In der jetzigen Thüringer Streichrunde geht es sage und schreibe um ein Tausendstel des Thüringer Haushaltes. Dabei sind Abfindungen, Sozialpläne, Übergangsgelder, Mehrkosten für die Reiseunternehmen der restlichen Theater und Orchester und weitere Folgekosten noch nicht einmal berücksichtigt. Und was wird dafür alles vernichtet!?
"Unsere Kultur prägt die Identität unseres Landes und seiner Menschen, Kultur ist sowohl historisch gewachsene Tradition als auch Lebensäußerung von Menschen der Gegenwart", heißt es im Grundsatzprogramm der CDU. - Geht dies dem Freistaat Thüringen tatsächlich - wie der Volksmund sagt - am Allerwertesten vorbei?

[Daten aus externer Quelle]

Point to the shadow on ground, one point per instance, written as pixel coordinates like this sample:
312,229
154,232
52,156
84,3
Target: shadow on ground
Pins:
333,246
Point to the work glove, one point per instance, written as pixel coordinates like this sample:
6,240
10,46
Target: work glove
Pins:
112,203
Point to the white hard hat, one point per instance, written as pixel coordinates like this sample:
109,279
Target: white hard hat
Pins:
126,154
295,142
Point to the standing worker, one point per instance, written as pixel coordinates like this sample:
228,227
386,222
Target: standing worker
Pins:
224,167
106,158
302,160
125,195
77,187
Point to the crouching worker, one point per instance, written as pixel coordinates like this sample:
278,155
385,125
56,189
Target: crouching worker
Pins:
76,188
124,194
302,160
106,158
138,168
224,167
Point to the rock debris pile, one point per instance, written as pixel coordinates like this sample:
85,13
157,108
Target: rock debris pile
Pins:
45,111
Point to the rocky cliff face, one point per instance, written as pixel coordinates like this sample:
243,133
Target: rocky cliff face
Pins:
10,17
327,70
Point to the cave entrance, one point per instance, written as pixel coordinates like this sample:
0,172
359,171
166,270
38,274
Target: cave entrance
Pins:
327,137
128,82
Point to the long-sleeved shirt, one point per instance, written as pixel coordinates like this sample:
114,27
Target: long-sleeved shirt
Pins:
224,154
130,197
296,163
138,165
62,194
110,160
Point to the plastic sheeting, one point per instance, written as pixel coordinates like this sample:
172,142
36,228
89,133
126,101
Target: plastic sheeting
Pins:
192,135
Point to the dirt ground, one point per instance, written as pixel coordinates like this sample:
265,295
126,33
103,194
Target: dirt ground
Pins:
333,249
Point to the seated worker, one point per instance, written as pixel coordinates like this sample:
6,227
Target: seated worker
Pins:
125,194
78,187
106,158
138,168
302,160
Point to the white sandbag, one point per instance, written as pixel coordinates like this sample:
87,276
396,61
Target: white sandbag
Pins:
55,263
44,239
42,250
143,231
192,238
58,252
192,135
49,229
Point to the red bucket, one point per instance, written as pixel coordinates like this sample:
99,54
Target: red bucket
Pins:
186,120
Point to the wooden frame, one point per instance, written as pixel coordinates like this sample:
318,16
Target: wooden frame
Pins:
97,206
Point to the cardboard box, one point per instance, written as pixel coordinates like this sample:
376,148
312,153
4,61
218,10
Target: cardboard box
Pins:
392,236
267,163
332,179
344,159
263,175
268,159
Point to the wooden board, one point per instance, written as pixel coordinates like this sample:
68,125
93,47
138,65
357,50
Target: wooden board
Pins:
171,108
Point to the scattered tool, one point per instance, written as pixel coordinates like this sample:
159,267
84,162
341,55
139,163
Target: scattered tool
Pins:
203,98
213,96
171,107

Die Theater und Orchester Thüringens sind nach wie vor zum Dialog bereit. Zuviel steht auf dem Spiel für unsere Regionen, für den Freistaat Thüringen und damit letztlich auch für die Bundesrepublik Deutschland. Die jüngsten "kulturellen" Vorhaben des Kultusministeriums beschädigen auch das Selbstverständnis Deutschlands als Kulturland - seit dem Einigungsvertrag mit Verfassungsrelevanz. Eine solch verordnete flächendeckende Gefährdung der Kultur eines ganzen Landes hat es in Deutschland bisher nicht gegeben!
Laut einer dpa-Umfrage lehnen 80 % der deutschen Bevölkerung den Rotstift gegen Theater, Orchester, Bibliotheken ab. Ein Ergebnis, das der aktuelle Thüringen-Trend bestätigt: In Thüringen sind 77% der Bevölkerung der Meinung "Die Theater und Orchester in Thüringen sind über viele Jahrzehnte gewachsen, sie sind Ausdruck kultureller Vielfalt und somit unverzichtbar. Es darf dort nicht weiter gespart werden."
Einer der Väter des Einigungsvertrages, Wolfgang Schäuble, begründet dies überzeugend:
"Kunst und Kultur ermöglichen es, sich als Thüringer, Deutscher und Europäer zugleich zu fühlen, ohne auf eine klare Identität verzichten zu müssen... Sie führen zu sich selbst und sie führen zusammen in gleicher Weise."
Dabei wollen wir auch in Zukunft nach Kräften beitragen und fordern die Rückkehr zum einzig Sinnvollen, zum fairen Dialog.
Bitte helfen Sie uns im gemeinsamen Bemühen um unser "Kulturland Thüringen"!

Mit freundlichen Grüßen

Landeskapelle Eisenach
Philharmonisches Orchester Erfurt
Philharmonisches Orchester Gera-Altenburg
Vogtlandphilharmonie Greiz/Reichenbach
Thüringen Philharmonie Gotha-Suhl
Jenaer Philharmonie
Orchester des Meininger Theaters
Thüringer Symphoniker Saalfeld/Rudolstadt
Loh-Orchester Sondershausen/Theater Nordhausen
Staatskapelle Weimar

Die "Initiative Erhalt Thüringer Kultur" fordert alle Thüringer auf: Setzen Sie sich mit uns dafür ein, dass unser Land Thüringen auch in Zukunft ein "Kulturland" bleibt.